Parallèlement, Yazid Sabeg estime qu'il faut rendre moins discriminants les concours aux grandes écoles, en pondérant différemment la culture générale et le français.

"Il faut être beaucoup plus démocratique à l'entrée des grandes écoles, et probablement plus sélectif à la sortie. La sélection ne peut pas conduire à la rareté et à l'exclusion", dit-il.

Commentaires (2)

les immigrants

La France n'est pas un pays raciste comme beaucoup disent,les immigrants doivent s'integrer pour etre acceptes.Les Etats Unis ne sont pas un model comme beaucoup le pense.Les US etait a l'epoque une discrimination flagrante,meme certain etat le marriage gens de couleur avec blanc etait interdit,M.Sarkozi avec sa discrimination positive insulte le peuple de France.Qui sont ces soi-disant qui Francais qui nous insulte?????????? une honte.

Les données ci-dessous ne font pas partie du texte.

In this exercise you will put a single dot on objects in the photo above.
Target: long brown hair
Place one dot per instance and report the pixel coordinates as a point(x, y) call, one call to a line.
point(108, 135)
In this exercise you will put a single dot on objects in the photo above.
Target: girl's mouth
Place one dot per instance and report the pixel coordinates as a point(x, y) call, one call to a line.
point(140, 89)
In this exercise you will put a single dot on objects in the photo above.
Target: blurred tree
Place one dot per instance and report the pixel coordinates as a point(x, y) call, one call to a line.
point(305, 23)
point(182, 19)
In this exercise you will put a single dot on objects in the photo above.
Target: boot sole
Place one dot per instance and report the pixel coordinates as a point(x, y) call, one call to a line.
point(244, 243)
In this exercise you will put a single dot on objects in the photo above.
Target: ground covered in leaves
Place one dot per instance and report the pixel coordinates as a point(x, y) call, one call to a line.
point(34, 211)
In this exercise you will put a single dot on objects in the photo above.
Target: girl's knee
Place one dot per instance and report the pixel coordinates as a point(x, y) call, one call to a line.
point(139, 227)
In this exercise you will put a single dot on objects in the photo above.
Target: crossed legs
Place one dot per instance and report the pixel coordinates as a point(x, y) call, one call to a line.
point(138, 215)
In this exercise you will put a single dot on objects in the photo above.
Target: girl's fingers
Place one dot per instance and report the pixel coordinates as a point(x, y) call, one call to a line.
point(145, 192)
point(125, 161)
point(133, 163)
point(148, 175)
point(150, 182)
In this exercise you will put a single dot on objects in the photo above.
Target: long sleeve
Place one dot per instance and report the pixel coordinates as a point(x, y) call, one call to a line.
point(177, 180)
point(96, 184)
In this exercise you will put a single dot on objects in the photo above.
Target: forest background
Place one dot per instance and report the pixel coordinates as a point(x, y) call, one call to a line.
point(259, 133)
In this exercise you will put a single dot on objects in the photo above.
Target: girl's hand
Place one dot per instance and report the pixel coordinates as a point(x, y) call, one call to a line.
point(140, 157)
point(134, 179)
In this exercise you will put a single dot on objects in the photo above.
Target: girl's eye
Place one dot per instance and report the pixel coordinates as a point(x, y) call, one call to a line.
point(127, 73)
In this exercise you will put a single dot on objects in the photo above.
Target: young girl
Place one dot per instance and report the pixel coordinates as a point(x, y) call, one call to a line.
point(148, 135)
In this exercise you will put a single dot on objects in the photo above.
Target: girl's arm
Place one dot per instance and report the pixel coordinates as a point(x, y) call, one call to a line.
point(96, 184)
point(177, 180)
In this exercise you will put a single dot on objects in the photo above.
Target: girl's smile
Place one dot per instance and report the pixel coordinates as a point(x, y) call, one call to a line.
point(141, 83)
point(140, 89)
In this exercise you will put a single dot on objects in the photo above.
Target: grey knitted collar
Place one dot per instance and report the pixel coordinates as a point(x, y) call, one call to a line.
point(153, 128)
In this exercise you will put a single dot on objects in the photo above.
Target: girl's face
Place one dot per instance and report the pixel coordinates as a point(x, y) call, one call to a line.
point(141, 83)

la discrimination positive

Etrange de vouloir dans la formation des futurs cadres de vouloir réduire le poids de la culture générale et surtout du Français. Quelle que soit leur origine tous les élèves ont reçu le même enseignement . C'est l'application et le travail personnels qui ont pu faire défaut . Les jeunes polonais ou les jeunes italiens fils ou filles des mineurs du nord et de l'est de la France n'ont pas bénéficié de faveur pour réussir en France . Chez eux non plus on ne parlait pas bien le français et dans les classes les 3/4 des enfants étaient d'origine étrangère. Leurs parents et eux-mêmes ont consenti l'effort de s'intégrer. C'est cet effort qui leur a permis de surmonter les différences et les difficultés. Une discrimination positive qui consisterait à abaisser le niveau des exigences . Non . La tendance actuelle est de toujours créer des droits et de négliger les devoirs.